Methods. Orthotopic syngenic single left lung transplantation was performed in male Fischer (F344) rats after 18 hours of cold ischemia (n = 5 in all groups). Apoptotic cells were stained by the terminal deoxynucleotidyl transferase-mediated dUTP nick-end labeling (TUNEL) technique. Strictly TUNEL-positive pneumocytes were counted on anonymized slides by a pathologist on 100 fields (x400) per specimen (mean ± SEM).
Results.
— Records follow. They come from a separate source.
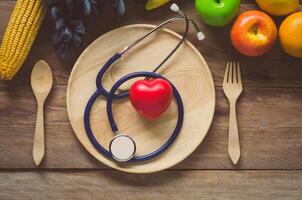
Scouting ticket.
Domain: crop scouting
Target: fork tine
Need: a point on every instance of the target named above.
(226, 73)
(238, 73)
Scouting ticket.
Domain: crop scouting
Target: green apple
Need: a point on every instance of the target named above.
(217, 12)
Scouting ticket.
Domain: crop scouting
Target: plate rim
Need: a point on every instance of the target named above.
(129, 170)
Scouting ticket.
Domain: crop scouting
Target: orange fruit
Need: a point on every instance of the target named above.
(278, 7)
(290, 35)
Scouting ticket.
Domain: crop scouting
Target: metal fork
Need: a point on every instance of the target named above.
(232, 87)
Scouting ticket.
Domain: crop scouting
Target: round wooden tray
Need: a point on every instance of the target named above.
(186, 69)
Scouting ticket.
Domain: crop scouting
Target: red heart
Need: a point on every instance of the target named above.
(151, 98)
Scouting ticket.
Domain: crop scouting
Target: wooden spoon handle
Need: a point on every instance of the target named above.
(39, 149)
(234, 146)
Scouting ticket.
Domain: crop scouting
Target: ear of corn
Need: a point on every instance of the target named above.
(19, 36)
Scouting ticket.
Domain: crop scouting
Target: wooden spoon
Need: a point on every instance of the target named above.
(41, 83)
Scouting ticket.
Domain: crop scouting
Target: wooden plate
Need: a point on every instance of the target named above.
(186, 69)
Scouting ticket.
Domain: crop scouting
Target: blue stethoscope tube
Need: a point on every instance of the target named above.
(113, 125)
(111, 94)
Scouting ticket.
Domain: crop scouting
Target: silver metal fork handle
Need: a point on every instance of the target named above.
(233, 146)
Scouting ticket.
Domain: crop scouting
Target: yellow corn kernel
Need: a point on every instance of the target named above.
(19, 36)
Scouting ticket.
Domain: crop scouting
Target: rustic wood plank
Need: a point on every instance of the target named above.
(218, 185)
(262, 148)
(272, 70)
(269, 122)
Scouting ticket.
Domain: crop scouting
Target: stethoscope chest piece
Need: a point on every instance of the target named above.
(122, 148)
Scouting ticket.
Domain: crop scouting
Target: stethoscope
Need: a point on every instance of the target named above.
(122, 147)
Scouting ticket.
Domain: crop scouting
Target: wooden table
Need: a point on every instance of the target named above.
(269, 117)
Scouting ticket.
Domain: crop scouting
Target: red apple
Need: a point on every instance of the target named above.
(253, 33)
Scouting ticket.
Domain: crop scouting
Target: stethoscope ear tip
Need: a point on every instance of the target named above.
(174, 7)
(200, 36)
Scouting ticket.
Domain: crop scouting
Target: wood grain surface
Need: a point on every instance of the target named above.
(269, 118)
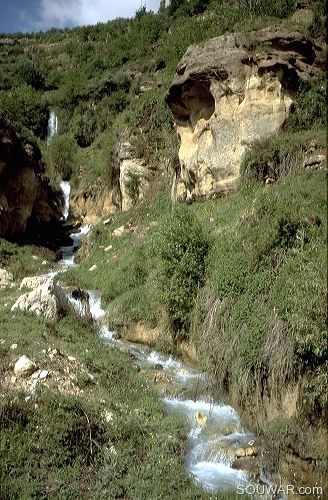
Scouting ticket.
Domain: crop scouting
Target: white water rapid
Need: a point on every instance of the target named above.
(215, 429)
(52, 126)
(66, 190)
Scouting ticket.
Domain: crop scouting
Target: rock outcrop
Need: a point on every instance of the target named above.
(25, 198)
(229, 92)
(132, 171)
(48, 299)
(5, 277)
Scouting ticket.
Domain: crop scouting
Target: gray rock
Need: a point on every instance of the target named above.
(5, 277)
(226, 95)
(24, 367)
(48, 300)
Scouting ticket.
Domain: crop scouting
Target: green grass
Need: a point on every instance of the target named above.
(56, 441)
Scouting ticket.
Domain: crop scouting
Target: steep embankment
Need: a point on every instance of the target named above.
(30, 209)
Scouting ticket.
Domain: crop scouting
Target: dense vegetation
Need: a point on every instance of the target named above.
(242, 278)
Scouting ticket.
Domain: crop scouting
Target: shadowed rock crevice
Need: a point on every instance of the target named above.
(228, 93)
(30, 209)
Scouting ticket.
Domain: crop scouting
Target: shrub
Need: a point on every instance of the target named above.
(182, 249)
(310, 107)
(62, 155)
(29, 71)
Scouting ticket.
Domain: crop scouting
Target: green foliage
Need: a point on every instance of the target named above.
(182, 248)
(273, 158)
(29, 71)
(27, 107)
(310, 110)
(63, 155)
(266, 278)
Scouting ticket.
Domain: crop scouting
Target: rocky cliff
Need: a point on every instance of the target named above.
(27, 202)
(229, 92)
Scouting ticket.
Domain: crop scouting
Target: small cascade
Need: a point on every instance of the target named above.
(215, 430)
(66, 190)
(52, 126)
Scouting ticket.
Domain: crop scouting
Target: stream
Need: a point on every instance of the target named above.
(215, 429)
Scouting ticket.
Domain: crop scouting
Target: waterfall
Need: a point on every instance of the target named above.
(66, 189)
(52, 126)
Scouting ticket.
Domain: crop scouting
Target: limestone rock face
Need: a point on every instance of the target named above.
(91, 204)
(48, 300)
(24, 197)
(225, 97)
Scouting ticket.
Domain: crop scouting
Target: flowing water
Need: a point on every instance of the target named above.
(52, 126)
(215, 429)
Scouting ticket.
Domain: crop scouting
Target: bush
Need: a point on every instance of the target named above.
(310, 110)
(27, 107)
(29, 71)
(182, 248)
(62, 155)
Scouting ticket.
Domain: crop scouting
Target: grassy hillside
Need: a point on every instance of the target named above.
(241, 278)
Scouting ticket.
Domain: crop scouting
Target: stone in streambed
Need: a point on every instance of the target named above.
(24, 367)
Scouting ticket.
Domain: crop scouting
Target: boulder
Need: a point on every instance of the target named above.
(33, 281)
(228, 93)
(24, 367)
(201, 418)
(5, 277)
(48, 300)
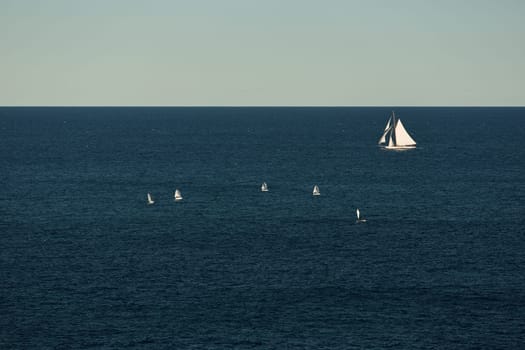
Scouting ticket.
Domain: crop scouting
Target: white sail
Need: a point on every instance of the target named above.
(383, 138)
(402, 136)
(391, 141)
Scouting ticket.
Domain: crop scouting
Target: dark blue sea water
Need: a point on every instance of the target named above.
(85, 263)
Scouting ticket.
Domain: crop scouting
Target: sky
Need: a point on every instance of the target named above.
(262, 53)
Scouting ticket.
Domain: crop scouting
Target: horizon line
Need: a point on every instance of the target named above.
(262, 106)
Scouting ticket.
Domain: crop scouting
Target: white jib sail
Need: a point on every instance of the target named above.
(385, 132)
(391, 141)
(402, 136)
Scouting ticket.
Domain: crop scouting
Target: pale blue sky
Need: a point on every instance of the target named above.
(266, 53)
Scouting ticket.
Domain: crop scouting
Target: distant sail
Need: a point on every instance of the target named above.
(359, 217)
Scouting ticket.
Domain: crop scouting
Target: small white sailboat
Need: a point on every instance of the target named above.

The peak of apoptotic pneumocytes occurred 2 hours after reperfusion (16.8 ± 2.2 pneumocytes/100 fields [p/100f]; p = 0.000012 vs controls, lungs fixed after 18 hours of ischemia), whereas the lowest level of apoptotic pneumocytes was seen in lungs fixed after harvest (1.4 ± 0.51 p/100f) and lungs not undergoing reperfusion (2.8 ± 0.49 p/100f). Four hours after reperfusion, the number of apoptotic pneumocytes was lower than 2 hours after reperfusion (13.6 ± 3.1 p/100f; p = 0.00032 vs controls), with a further decline at 8 hours (6.4 ± 1.5 p/100f) and 12 hours after reperfusion (4.0 ± 1.2 p/100f). Interestingly, lungs inflated with N2 before storage revealed a significantly lower level of TUNEL-positive pneumocytes 2 hours after reperfusion (8.8 ± 2.0 p/100f) compared with lungs inflated with 100% O2 (p = 0.0052).
Conclusions. Apoptosis of pneumocytes after posttransplant lung reperfusion is a very early event. Prolonged hypothermic preservation without reperfusion, however, does not lead to an elevated rate of apoptotic pneumocytes in lung grafts.